判決について、検察官や被告人がその内容に不服がある場合には、さらに上級の裁判所(高等裁判所等)に訴えることとなります。
犯人が14歳以上20歳未満の少年である場合
「捜査等」
警察では、14歳以上の少年については、刑事手続と同様に捜査を行います。
法定刑が懲役・禁錮等の比較的重い犯罪を犯した場合は、検察庁に事件を送ります。送致を受けた検察官は、取調べなど必要な捜査をした後、少年をどのような処分にするのがよいのかの意見を付けて、事件を家庭裁判所に送ります。
法定刑が罰金以下の犯罪を犯した場合は、警察から直接家庭裁判所に事件を送ります。
「審判」
家庭裁判所では、送られてきた事件について、審判(刑事手続でいう裁判)を開始するかどうかを決定します。
これまでの手続の課程で、少年が十分改心し、もはや審判に呼び出す必要がないと判断された場合は、審判手続を開始せず、その時点で終了します(これを「審判不開始」といいます。

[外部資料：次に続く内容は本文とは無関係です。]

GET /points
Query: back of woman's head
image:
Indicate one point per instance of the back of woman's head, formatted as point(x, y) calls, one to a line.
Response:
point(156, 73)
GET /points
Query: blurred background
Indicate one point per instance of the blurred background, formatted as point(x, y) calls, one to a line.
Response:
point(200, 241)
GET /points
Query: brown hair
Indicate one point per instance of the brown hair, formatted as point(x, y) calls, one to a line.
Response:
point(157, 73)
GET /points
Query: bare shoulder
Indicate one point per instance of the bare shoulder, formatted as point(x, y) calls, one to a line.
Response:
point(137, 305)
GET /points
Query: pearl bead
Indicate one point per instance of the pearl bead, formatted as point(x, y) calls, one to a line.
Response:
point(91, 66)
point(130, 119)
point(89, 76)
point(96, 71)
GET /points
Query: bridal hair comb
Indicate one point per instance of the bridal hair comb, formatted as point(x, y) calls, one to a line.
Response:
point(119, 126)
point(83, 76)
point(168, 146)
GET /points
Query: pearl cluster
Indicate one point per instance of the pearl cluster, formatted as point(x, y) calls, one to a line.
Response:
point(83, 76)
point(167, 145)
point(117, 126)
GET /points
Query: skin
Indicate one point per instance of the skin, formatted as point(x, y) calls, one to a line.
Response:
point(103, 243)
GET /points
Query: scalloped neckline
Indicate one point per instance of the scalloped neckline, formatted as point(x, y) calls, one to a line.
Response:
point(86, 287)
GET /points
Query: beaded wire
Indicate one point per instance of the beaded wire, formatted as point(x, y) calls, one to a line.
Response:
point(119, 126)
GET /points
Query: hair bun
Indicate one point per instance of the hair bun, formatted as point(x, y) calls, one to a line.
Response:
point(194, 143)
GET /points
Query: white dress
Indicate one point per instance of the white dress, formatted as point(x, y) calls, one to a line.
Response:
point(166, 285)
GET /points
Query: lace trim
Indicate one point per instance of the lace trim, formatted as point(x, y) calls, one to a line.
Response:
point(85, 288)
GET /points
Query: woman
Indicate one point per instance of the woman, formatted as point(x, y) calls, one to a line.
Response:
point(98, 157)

)。
その他、少年に対する処遇を決めるために裁判官が直接審理することが必要であると認められる場合は、審判手続を開始します。審判では、保護処分(少年を施設内に収容し、矯正教育を行う少年院送致や、社会内において保護観察官と保護司が協働して少年の最非行防止・改善更正を図る保護観察等)の決定を行うほか、保護処分の必要がないと認められた場合には、事件を検察庁へ送り返します。この場合、少年は原則として裁判にかけられ、通常の刑事手続と同様に、刑罰を科すかどうかの決定を受けます。
犯人が14歳未満の少年である場合
「調査等」
14歳未満の少年については、法律上、罰することができないことから、警察において調査を行います。

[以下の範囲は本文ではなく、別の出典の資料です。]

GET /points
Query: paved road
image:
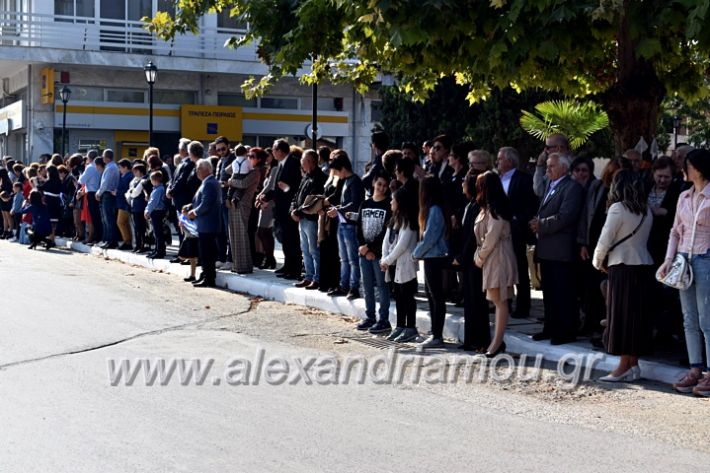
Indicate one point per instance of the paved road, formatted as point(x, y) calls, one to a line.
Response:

14歳未満の少年に対する調査の手続では、少年に対して逮捕等の拘束はできませんが、押収・捜索等の強制処分ができます。警察では調査の結果、事件を児童相談所に通告できるほか、少年について家庭裁判所の審判に付すべきと思料するときは、事件を児童相談所に送致します。
「児童相談所における措置」
送致又は通告を受けた児童相談所では、少年に対して児童福祉法上の措置(児童自立支援施設への入所や里親への委託等)をとり、事案を終了させるほか、家庭裁判所での審判が必要であると判断した場合は、事案を家庭裁判所に送ります。児童相談所は、警察から送致を受けた事件については、原則として家庭裁判所に送らなければならないこととされています。
家庭裁判所に送られた少年は、14歳以上の少年と同様に、審判を開始するかどうかの決定を受けます。